Deep Learning Based Image Segmentation of RGB-D Data in Warehouse Automation

More Info
expand_more

Abstract

The ability to locate specific objects within images is an essential step in various computer vision based engineering applications. Image segmentation is the task of dividing an image into "segments" that are uniform as well as homogeneous with respect to some characteristics, for example grey tone or texture as in Haralick et al. This thesis seeks to perform image segmentation using a Deep Learning (DL) approach in the area of warehouse automation, specifically focusing on an order picking use case of Vanderlande Industries (VI). Generally in literature, DL algorithms for image segmentation are split into two main classes: algorithms for RGB images and algorithms for RGB-D images. RGB stands for the Red, Green, and Blue values of a pixel. RGB-D stands for the Red, Green, Blue, and Depth values of a pixel.
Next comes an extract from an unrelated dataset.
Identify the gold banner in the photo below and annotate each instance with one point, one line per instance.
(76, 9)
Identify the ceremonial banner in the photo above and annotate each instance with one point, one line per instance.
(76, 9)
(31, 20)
The depth value in this case differs from the RGB values in that it does not give a value for a colour intensity, but rather it gives a value for physical distance between the camera and the object it is capturing. The challenge addressed by this thesis focuses on whether the introduction of depth data results in a substantially better performance than using RGB-only images, based on a data-set provided by VI. Also, this thesis looks into the maximum allowed deviation along the X-axis in the registration of the depth data to the RGB images. Two networks from literature were investigated and implemented in MATLAB for this purpose: the SegNet architecture proposed by Badrinarayanan et al. and the FuseNet architecture proposed by Hazirbas et al. Through experiments we have found that, for this use case, the introduction of complementary depth data leads to an improvement over the use of RGB-only images. We also find that, for this use case, the maximum allowed deviation along the X-axis in the registration of the depth data to the RGB images is approximately equal to 1.67 millimetres. The results in this thesis seem to indicate that investing in acquiring an additional depth band does have a positive effect on the accuracy of image segmentation for order picking in warehouse automation.